Risk Stratification Based on Results
The antibody profile directly determines thrombotic risk and guides management intensity 1, 2:
- Triple-positive (LA + aCL + aβ2GPI, all positive): Highest risk for thrombosis and pregnancy complications, requires most aggressive anticoagulation 1, 2, 3, 4
- Double-positive (aCL and aβ2GPI of concordant isotype, particularly IgG): Significantly elevated risk and high diagnostic reliability 1, 2, 3
- Single LA-positive: Moderate risk, substantially lower than triple positivity 2, 3
- IgG isotype: Clinically more relevant than IgM for both aCL and aβ2GPI 1, 2, 3
- Isolated IgM positivity: Considered less clinically significant 1, 3
Critical Distinction: Classification vs.
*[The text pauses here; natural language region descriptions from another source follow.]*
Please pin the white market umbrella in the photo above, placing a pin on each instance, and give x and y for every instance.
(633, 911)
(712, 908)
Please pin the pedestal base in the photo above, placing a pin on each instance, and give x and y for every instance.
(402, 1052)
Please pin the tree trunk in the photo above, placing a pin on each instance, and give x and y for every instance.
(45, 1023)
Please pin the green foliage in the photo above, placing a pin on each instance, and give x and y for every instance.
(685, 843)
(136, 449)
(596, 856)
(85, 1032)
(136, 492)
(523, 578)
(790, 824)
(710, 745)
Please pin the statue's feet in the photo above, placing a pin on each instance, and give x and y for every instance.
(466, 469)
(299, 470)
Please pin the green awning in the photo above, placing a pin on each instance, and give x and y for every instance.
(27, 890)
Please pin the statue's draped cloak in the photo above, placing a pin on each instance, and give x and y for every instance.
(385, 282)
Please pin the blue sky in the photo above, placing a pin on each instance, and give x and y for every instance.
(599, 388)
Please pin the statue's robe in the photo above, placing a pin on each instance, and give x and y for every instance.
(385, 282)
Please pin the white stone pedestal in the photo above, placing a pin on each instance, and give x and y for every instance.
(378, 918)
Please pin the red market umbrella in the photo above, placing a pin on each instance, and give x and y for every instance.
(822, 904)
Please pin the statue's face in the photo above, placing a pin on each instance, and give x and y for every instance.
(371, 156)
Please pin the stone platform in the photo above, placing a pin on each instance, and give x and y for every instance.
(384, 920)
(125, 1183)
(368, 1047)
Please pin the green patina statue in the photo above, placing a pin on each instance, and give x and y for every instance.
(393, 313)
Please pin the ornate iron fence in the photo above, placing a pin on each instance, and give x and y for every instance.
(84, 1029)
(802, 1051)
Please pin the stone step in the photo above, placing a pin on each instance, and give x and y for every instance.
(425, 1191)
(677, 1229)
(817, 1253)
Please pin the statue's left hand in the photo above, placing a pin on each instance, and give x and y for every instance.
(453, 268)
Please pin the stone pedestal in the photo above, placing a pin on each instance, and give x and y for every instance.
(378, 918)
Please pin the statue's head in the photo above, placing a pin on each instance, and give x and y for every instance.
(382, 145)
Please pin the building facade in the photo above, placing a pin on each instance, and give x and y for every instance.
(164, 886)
Clinical Diagnosis
The 2023 ACR/EULAR classification criteria are designed for research studies and are more stringent than clinical diagnostic criteria 1, 2, 3. Using classification criteria for routine clinical diagnosis leads to underdiagnosis and missed cases 1, 2. In daily practice, the diagnostic approach should be broader to identify every patient who needs treatment, even if they don't meet strict classification criteria 1, 2.
Common Pitfalls to Avoid
- Never test LA during anticoagulation: This is the most common source of false results 2, 4
- Factor VIII elevation during pregnancy can mask lupus anticoagulant by shortening aPTT, producing false negatives 4
- Antibody levels may decrease during acute thrombosis due to antibody deposition at the thrombotic site 4
- Low-positive results near cutoff values should be interpreted cautiously due to 10% assay imprecision and high inter-laboratory variability 2, 7, 8
Interpretation and Collaboration
Laboratory results must be interpreted in clinical context with knowledge of the patient's anticoagulation status, and close collaboration between the laboratory and clinician is essential for proper interpretation 2, 3, 4. Test results must always be correlated with clinical symptoms 3, 4.